No exceptions were filed to the sheriff’s sale. The Deficiency Judgment Act of January 17, 1934, P. L. 243, had no effect on the right of the city and school district to collect by actions of assumpsit, the taxes due them, respectively, by the owner of the land, which were not discharged by the sheriff’s sale, nor on the right of the purchasers of the real estate at sheriff’s sale, upon foreclosure of their mortgage, to be subrogated to those rights on payment by them of the taxes due by the owner: Penna. Co. v. Verlenden, 119 Pa. Superior Ct. 398, 401, 181 A. 603. See also Beaver Co. B. & L. Assn. v. Winowich, 323 Pa. 483, 187 A. 481.

The case of Penna. Co. v. Bergson, 307 Pa. 44, 159 A. 32, is conclusive of the right of the plaintiffs, after they became the purchasers at sheriff’s sale on foreclosure of their mortgage, to pay the taxes assessed during the ownership of the defendants, which were unpaid at the date of the sheriff’s sale and were not discharged by that sale, and recover them from the defendants.
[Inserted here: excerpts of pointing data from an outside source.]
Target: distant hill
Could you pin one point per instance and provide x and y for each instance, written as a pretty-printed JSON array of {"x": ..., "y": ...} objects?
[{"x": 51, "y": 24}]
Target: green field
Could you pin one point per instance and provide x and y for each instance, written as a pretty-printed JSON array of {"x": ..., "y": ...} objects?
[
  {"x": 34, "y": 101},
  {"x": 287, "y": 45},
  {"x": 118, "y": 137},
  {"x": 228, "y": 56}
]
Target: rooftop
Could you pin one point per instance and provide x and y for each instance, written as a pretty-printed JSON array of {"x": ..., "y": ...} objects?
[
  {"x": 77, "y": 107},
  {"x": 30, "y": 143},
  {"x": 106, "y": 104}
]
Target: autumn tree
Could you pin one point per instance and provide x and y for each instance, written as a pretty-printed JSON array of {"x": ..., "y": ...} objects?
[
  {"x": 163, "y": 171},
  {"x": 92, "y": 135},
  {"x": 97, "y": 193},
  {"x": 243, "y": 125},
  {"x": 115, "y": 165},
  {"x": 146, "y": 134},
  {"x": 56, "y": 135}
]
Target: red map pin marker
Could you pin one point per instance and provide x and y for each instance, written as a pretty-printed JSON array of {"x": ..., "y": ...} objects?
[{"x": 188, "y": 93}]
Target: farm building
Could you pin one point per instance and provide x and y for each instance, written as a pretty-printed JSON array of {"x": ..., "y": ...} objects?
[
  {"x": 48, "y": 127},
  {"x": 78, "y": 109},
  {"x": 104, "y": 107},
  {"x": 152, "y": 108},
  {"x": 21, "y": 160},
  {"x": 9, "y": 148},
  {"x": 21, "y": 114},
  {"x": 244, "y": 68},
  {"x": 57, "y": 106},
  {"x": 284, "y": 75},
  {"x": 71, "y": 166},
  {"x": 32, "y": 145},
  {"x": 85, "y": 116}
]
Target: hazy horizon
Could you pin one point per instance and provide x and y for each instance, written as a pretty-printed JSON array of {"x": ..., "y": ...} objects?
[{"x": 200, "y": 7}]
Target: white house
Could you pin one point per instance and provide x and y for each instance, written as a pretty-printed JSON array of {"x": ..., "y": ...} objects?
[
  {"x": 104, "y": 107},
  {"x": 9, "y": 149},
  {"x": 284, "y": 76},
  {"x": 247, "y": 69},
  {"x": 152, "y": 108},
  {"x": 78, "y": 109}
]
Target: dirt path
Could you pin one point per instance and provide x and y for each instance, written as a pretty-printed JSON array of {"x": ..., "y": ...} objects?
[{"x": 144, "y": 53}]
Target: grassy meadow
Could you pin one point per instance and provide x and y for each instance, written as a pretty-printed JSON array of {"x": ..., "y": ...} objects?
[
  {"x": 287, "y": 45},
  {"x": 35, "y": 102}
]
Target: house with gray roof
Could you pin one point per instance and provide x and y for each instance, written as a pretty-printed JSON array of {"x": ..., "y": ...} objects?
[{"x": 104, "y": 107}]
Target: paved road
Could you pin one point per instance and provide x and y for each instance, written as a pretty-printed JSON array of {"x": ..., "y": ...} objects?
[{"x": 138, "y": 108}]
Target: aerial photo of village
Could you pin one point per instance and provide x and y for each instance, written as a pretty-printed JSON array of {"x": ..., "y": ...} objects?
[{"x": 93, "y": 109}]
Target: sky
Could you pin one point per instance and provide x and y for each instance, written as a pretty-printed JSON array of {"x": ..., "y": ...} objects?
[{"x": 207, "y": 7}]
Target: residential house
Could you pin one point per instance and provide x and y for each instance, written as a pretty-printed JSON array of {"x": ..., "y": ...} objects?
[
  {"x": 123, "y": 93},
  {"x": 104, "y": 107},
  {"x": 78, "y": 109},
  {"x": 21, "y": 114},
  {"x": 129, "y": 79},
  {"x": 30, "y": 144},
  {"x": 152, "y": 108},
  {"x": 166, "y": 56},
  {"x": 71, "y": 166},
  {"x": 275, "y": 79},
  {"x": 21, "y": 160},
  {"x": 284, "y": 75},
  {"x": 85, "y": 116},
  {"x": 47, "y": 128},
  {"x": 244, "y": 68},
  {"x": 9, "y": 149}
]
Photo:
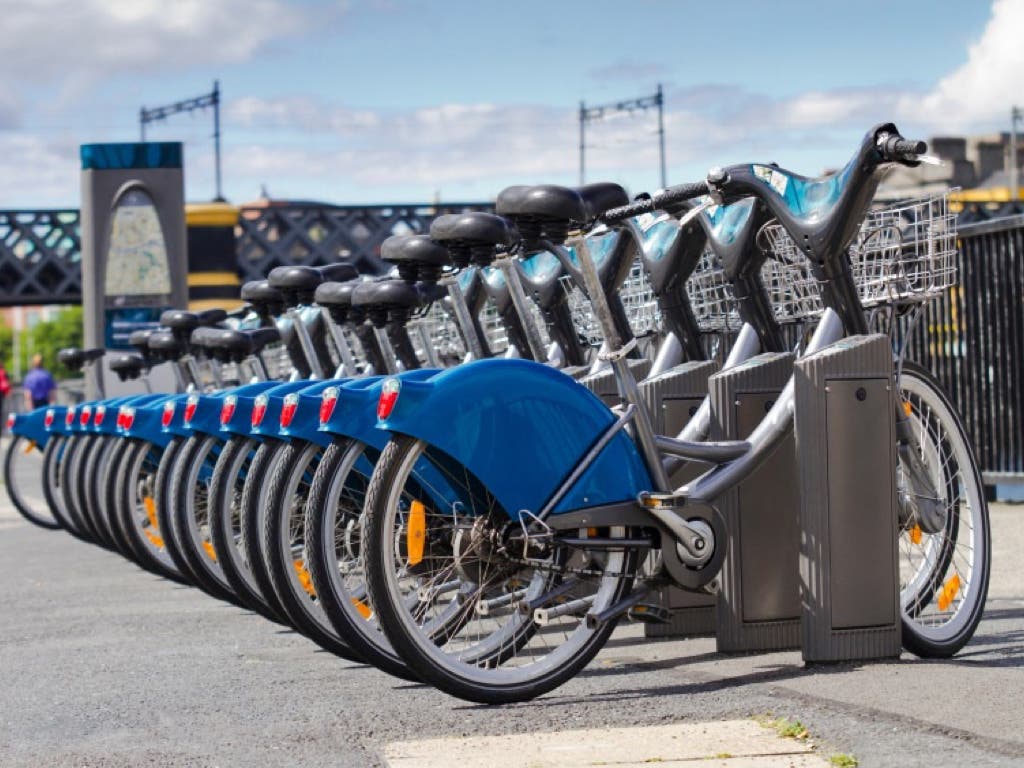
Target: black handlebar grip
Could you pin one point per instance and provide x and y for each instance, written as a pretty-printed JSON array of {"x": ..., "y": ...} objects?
[
  {"x": 670, "y": 196},
  {"x": 906, "y": 146}
]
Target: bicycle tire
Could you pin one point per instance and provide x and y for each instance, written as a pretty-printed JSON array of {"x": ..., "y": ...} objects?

By paying the taxes the plaintiffs became subrogated to the rights of the City and School District to collect them by actions of assumpsit. The affidavit of defense sets up no legal or equitable countervailing defense equal or superior to their right of subrogation.

The order is reversed and, pursuant to the Act of April 18, 1874, P. L. 64, the record is remitted to the court below with directions to enter judgment against the defendants for such sum as to right and justice may belong, unless other legal or equitable cause be shown to the court below why such judgment should not be so entered.